Again from the video describing the making of the US Open Sessions:
‘… in between there is this layer that has to translate between the tennis data and the music data and that’s really what the algorithm is doing’ (Making Music with Tennis Data).
More generally speaking algorithms form a layer between us and the world and control our lives in an ever increasing fashion. Seen for example by Gilles Deleuze as a society of control, one that is operated by computers (Deleuze) and thus their algorithms. Or as posed by Lawrence Lessig, who claimed that ‘Code is Law’, describing code as a form of social control (Lessig). Whether they are Google search algorithms, Amazon’s algorithms to suggest new products or the algorithms used by the stock brokers to predict the rise and fall of certain stocks, they form a larger part of our world than we may perceive. Kevin Slavin described this tendency in his talk at a TED conference in 2011. He recognises how algorithms shape our world, not just by mediation, but by actually determining what that world looks like. One of the most striking examples is an algorithm that recognises patterns in stories in order to write more successful scripts for movies. Successful in this case means ‘the most profitable’.

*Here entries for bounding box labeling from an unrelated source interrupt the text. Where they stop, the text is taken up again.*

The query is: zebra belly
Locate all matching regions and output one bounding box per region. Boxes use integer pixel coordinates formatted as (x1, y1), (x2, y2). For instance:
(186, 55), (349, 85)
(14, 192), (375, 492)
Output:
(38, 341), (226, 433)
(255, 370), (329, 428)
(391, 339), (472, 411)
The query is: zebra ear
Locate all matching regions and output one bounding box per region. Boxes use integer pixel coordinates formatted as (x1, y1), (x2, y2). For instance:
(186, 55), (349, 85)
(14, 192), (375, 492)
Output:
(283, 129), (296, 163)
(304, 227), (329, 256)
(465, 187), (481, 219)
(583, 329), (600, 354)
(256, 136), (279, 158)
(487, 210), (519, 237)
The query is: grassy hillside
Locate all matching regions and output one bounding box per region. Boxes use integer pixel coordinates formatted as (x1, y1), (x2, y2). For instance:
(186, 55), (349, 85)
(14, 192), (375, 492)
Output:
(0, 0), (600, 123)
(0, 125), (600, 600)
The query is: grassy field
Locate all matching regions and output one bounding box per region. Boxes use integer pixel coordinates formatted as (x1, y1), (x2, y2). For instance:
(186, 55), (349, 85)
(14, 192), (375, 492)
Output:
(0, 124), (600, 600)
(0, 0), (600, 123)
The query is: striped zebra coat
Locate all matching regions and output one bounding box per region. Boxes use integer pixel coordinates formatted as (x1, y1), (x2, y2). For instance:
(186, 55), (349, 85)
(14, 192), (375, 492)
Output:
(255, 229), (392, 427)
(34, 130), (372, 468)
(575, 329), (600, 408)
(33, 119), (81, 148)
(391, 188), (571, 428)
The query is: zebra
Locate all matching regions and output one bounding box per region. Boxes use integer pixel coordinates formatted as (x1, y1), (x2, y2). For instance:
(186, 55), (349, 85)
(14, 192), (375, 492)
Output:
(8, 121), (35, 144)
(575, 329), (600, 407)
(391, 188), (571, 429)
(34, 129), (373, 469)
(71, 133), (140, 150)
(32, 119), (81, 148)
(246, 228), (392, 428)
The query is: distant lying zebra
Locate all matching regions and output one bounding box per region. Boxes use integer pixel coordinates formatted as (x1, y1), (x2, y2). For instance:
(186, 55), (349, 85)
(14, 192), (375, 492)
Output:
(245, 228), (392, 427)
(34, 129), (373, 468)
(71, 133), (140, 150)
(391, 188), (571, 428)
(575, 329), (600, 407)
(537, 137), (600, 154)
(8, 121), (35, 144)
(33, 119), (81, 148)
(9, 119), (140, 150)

The US Open Sessions shows the power of algorithms in a new and creative way. Simultaneously it gives us a peek in what may be a world of culture produced by algorithms. James Murphy might not lose his edge to the new kids on the block, but to the mathematical algorithms that know us best.
Citations
Deleuze, Gilles. “Postscript on the Societies of Control.” October 59 (1992): 3–7. Print.
“Hear James Murphy’s US Open Remixes.” Rolling Stone. N.p., n.d. Web. 14 Sept. 2014.
Making Music with Tennis Data. N.p., 2014. Film.
Nattiez, Jan-Jacques. “Music and Discourse: Toward a Semiology of Music.” 1990: n. pag. Print.
Titlow, John Paul. “The Algorithm That Lets James Murphy Turn Tennis Matches Into Music.” Co.Labs. N.p., n.d. Web. 14 Sept. 2014.
Varese, Edgard, and Chou Wen-chung. “The Liberation of Sound.” Perspectives of New Music 5.1 (1966): 11. CrossRef. Web. 14 Sept. 2014.